Hive now allows users to announce the following restrictions: PRIMARY KEY. External key. Exclusive.

Is the SQL spark column case sensitive?
when the spark. sql. caseSensitive is set to false, Spark separates the insensitive column name between the Hive metastore and Parquet schema, so even if the column names are in different letters, Spark returns the corresponding column values.

Are CSV files divisible?
* CSV can be split when it is a raw and uncompressed file or uses a split compression format such as BZIP2 or LZO (Note: LZO must be indexed to be split!) ... for uses that require Working on complete rows of data, a format such as CSV, JSON or even AVRO must be used.

What are Avro and ORC?
The biggest difference between ORC, Avro and Parket is how the data is stored.

Parquet and ORC both store data in columns, while Avro stores data in rows. ...

While column-based stores such as Parquet and ORC are superior in some cases, in others row-based storage mechanisms such as Avro may be a better choice.

Is the ORC file compressed?
The ORC file format offers the following benefits: Efficient compression: Stored in columns and compressed, resulting in smaller disk readings. The column template is also ideal for vector optimization in Tez.

Why is ORC good for Hive?
Optimal Row (ORC) column file format is a very efficient way to store Hive data.

It is designed to overcome the limitations of other Hive file formats. In case Hive is reading or writing or processing data using ORC files improves performance

Is ORC a column?

ORC is a column storage format used in Hadoop for Hive tables. It is an efficient file format for storing data in which records contain many columns.

Does Spark support ORC?

ORC Spark support takes advantage of recent improvements to the data source API available in Spark 1.4 (SPARK-5180). ...

Because ORC is one of the main file formats supported in Apache Hive, users of the SQL and DataFrame Spark APIs will now have instant access to the ORC data in Hive tables.

Thank you.

The post is synchronized to: Author group

  • x
  • convention:


You need to log in to comment to the post Login | Register

Notice: To protect the legitimate rights and interests of you, the community, and third parties, do not release content that may bring legal risks to all parties, including but are not limited to the following:
  • Politically sensitive content
  • Content concerning pornography, gambling, and drug abuse
  • Content that may disclose or infringe upon others ' commercial secrets, intellectual properties, including trade marks, copyrights, and patents, and personal privacy
Do not share your account and password with others.
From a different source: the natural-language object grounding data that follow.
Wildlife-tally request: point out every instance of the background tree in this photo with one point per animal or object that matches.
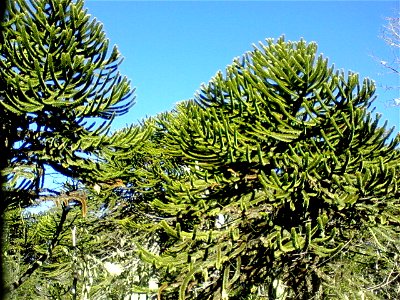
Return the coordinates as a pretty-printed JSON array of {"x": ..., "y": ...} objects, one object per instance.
[
  {"x": 58, "y": 80},
  {"x": 281, "y": 166},
  {"x": 391, "y": 35}
]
All operations performed using your account will be regarded as your own actions and all consequences arising therefrom will be borne by you. For details, see " User Agreement."

My Followers

Login and enjoy all the member benefits


Are you sure to block this user?
Users on your blacklist cannot comment on your post,cannot mention you, cannot send you private messages.
Please bind your phone number to obtain invitation bonus.
Information Protection Guide
Thanks for using Huawei Enterprise Support Community! We will help you learn how we collect, use, store and share your personal information and the rights you have in accordance with Privacy Policy and User Agreement.